No. Those who claim the Hugo, for instance does, are confusing buzz from readers who love the book, not because it won an award, but because it is a fabulous story.

Do Awards Impress Editors?

Yes, but what impresses them so much more is a fabulous story.

Do Awards Make Writers Feel It Is All Finally Worthwhile?

Yes. For about a day and a half. Then we are back to being pissed off again. See, we never get enough praise or reassurance. We never sell as well as so-in-so, and frankly the book we just finished always falls short of our original vision.

Shall We Boycott Awards and Dismiss Them Utterly?

No, friends, we’re not going to do that. Why not? Because awards are fun, even when we lose. They spice up things, give our genre a little publicity and self-respect, and occasionally are awarded to friends for whom we can genuinely celebrate. Awards are part of the Grand Game. We are in a game, you know. The publishing game. It has finicky little rules and sometimes we roll snake eyes; it is utterly trivial and also a blast. It is random, unforgiving, alluring, snotty and the only game in town for some of us. So let’s just slip into that party dress (OK, guys, here’s your big chance) and give a little shimmy.

The writing life needs a bit of fun now and then.

But I’m not going to shoot myself if I don’t win.

6 Responses

  1. Kay, you win the award for “Right On”

  2. Josh says:

    Sadly, the last party dress I slipped into split down the sides when I shimmied.

    Here’s a root for a win for you so you can at least enjoy that day and a half.

  3. I am tempted to ask, “Who will you shoot?” It’s a well-deserved nomination, Kay–congrats!

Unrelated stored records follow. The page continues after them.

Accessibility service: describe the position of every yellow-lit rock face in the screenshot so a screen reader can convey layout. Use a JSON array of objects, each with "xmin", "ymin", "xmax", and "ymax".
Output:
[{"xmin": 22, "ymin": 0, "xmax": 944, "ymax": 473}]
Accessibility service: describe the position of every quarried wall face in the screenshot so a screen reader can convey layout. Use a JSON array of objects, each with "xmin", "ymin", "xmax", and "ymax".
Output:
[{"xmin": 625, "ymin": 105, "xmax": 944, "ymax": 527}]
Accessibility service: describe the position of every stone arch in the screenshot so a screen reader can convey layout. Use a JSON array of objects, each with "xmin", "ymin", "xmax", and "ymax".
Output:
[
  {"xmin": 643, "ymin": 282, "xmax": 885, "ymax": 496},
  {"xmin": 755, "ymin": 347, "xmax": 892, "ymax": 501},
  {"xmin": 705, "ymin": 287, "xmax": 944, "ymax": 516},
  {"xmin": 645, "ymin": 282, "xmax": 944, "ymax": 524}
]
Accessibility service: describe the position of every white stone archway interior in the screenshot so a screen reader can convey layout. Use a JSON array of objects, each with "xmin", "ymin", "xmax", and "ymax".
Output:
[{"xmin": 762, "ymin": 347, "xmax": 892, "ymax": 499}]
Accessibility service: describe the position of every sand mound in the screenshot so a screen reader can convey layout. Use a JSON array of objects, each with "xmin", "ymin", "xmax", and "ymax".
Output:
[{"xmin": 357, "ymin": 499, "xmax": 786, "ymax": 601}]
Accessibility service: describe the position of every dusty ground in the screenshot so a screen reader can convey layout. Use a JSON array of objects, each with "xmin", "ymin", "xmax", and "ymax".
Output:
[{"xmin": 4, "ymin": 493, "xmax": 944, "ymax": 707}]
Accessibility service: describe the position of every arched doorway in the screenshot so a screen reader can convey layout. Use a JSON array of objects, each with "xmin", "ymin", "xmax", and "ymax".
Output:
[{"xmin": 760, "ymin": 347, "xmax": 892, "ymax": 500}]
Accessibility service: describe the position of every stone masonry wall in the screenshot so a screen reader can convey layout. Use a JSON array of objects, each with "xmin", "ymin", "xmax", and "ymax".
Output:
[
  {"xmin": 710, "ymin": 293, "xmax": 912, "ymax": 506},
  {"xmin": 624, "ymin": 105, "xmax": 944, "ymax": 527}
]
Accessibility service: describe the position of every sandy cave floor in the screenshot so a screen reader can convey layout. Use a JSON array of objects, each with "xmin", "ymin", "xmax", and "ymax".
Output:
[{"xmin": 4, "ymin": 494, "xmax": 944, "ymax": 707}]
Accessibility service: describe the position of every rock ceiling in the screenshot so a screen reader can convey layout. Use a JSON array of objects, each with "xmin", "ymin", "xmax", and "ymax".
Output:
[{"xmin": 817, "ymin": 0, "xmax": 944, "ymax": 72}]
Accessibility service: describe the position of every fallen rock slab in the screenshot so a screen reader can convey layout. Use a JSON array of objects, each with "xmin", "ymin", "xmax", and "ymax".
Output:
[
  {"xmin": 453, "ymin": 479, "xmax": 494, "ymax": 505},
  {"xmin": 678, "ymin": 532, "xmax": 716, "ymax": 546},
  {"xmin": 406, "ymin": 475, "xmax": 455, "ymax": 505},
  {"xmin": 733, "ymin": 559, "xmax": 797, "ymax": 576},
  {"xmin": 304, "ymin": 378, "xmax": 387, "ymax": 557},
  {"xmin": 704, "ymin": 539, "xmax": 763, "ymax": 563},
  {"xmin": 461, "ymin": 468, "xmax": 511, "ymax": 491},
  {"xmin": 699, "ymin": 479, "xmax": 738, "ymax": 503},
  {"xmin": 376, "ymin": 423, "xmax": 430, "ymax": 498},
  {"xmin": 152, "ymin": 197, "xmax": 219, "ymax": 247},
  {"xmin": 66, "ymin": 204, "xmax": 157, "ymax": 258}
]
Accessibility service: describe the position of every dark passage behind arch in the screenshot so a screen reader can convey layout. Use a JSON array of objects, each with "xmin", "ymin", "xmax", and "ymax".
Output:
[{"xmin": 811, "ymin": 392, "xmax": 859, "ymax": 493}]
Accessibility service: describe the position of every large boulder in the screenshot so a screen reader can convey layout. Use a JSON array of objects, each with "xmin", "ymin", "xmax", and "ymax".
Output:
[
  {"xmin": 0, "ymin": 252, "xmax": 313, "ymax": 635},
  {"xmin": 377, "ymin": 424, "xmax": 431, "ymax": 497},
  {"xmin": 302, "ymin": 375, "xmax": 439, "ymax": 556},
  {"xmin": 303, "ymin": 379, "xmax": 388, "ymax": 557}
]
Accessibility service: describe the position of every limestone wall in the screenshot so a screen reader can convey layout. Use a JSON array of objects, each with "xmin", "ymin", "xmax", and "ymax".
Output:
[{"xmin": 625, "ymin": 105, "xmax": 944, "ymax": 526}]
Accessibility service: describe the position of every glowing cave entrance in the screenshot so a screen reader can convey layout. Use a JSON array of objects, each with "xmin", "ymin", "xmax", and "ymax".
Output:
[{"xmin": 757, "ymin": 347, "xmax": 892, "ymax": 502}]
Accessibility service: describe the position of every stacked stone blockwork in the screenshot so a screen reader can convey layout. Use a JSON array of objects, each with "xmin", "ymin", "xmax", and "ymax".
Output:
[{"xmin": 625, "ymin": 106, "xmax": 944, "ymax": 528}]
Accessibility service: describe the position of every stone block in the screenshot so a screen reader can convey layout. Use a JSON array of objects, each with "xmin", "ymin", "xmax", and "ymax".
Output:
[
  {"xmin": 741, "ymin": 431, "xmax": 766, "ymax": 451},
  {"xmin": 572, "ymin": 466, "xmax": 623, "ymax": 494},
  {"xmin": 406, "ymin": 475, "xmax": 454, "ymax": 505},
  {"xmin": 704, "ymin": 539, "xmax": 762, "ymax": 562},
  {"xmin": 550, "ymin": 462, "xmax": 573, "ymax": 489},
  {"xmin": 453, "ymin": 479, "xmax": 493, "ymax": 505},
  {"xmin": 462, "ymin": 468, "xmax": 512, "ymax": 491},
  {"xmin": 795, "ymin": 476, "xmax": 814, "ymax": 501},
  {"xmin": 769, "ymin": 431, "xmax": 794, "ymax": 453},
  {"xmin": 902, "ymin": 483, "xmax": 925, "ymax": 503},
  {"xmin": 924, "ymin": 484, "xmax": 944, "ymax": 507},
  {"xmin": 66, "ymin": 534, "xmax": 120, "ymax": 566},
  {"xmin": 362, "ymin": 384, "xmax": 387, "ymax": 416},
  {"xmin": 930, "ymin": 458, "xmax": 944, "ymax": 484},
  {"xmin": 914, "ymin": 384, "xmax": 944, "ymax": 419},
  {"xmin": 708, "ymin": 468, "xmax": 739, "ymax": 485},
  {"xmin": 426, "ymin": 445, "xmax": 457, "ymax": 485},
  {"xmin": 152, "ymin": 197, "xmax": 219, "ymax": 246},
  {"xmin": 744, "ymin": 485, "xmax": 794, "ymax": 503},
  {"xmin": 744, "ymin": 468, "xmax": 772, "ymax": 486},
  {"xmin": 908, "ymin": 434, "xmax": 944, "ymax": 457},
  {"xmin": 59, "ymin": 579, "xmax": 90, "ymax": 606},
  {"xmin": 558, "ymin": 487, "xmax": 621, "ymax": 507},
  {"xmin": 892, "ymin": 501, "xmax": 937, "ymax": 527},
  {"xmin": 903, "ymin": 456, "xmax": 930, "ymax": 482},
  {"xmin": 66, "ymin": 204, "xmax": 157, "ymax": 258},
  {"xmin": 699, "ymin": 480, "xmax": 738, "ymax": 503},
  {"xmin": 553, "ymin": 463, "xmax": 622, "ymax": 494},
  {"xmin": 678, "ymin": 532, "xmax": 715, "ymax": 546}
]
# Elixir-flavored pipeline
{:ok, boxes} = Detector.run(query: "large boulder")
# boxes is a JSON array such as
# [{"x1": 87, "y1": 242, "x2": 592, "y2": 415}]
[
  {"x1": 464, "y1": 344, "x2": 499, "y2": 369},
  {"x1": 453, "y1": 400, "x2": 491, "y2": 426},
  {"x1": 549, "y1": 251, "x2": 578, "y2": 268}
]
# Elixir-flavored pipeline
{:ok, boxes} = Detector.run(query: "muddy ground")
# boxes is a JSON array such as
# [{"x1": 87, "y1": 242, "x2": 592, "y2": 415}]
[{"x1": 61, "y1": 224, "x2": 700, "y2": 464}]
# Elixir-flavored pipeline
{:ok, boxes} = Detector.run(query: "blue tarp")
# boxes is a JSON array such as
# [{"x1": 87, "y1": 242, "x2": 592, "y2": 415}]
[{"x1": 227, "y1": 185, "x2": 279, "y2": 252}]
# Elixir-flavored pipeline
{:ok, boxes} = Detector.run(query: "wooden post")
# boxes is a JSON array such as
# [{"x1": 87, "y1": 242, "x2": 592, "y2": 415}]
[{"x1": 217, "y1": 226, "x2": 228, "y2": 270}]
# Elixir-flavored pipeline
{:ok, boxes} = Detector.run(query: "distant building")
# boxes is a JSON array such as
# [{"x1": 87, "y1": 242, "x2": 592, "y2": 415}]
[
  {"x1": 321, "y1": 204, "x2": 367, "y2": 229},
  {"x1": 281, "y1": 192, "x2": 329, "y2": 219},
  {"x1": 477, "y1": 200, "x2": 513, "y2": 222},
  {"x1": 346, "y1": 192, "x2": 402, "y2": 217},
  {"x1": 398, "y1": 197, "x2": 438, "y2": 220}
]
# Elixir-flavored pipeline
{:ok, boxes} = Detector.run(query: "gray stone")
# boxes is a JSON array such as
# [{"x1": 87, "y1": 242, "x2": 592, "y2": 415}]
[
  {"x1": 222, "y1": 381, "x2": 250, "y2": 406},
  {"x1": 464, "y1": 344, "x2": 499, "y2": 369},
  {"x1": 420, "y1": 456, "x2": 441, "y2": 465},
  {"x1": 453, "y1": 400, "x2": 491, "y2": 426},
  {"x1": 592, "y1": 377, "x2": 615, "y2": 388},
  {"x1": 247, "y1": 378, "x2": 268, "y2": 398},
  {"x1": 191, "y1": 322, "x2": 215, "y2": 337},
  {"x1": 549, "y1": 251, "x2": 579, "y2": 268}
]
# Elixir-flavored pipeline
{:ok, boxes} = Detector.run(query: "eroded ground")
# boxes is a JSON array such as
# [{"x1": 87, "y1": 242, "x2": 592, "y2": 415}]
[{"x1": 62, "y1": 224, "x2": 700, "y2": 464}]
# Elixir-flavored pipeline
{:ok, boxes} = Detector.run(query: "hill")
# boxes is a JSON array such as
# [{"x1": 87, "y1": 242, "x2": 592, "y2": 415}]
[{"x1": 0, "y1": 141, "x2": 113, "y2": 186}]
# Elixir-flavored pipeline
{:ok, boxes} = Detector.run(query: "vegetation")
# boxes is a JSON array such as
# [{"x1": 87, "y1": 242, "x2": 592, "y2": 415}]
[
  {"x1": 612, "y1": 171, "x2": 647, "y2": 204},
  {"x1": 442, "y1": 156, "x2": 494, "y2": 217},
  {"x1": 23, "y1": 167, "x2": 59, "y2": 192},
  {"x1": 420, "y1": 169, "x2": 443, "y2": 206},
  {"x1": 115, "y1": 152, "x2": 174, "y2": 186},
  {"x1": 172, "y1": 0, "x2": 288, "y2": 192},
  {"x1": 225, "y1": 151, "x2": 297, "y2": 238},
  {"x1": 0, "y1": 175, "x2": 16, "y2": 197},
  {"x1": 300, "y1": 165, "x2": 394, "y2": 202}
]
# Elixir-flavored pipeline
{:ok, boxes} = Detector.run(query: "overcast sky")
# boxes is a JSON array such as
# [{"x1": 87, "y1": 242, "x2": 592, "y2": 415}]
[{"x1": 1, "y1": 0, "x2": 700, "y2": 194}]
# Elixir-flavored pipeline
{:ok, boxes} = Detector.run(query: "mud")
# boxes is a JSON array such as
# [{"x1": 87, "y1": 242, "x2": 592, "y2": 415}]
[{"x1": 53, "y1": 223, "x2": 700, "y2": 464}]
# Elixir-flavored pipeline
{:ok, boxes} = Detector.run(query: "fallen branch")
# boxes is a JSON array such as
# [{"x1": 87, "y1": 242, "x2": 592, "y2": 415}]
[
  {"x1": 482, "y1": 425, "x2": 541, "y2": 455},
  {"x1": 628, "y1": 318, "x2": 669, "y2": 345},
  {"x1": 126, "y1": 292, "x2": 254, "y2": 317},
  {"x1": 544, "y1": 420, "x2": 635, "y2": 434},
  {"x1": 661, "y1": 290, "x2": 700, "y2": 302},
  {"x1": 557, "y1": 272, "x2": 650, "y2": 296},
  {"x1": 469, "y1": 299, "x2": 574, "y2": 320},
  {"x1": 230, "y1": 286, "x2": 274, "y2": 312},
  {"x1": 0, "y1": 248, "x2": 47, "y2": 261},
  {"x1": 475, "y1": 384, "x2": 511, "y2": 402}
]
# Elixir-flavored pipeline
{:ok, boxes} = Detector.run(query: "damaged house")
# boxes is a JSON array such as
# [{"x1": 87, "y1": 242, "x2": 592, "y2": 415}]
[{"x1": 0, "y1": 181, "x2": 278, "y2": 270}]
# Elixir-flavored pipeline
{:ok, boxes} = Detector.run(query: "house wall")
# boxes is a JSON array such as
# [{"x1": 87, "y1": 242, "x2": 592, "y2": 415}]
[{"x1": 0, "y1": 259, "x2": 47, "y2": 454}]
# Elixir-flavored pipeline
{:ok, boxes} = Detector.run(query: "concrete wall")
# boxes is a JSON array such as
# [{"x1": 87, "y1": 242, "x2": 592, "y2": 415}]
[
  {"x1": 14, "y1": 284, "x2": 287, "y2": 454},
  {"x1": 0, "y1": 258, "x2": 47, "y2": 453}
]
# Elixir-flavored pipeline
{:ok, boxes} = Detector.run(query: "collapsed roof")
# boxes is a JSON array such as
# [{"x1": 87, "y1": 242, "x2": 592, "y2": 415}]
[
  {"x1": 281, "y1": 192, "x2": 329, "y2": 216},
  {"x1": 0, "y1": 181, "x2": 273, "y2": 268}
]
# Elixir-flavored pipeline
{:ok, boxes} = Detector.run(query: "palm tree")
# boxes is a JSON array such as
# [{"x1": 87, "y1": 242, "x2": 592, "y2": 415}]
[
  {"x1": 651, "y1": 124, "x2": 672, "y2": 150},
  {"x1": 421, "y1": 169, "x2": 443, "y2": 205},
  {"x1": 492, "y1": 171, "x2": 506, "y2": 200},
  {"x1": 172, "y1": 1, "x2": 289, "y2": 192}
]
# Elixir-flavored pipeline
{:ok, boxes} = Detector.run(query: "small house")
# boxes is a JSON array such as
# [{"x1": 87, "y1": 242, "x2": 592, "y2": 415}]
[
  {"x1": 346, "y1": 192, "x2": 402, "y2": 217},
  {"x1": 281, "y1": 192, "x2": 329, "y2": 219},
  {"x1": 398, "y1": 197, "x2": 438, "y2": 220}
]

  4. […] This post was mentioned on Twitter by Alyx Dellamonica. Alyx Dellamonica said: RT @KayKenyon: My post on how book awards (and publishing) is a Grand Game: random, alluring, snotty and fun. http://tinyurl.com/24hb87b […]

  5. Kay says:

    You’re a good sport, Josh! That’s a funny image . . . thanks for the root.

  6. Kay says:

    I calls ’em like I sees ’em. Thanks for the root, Nick.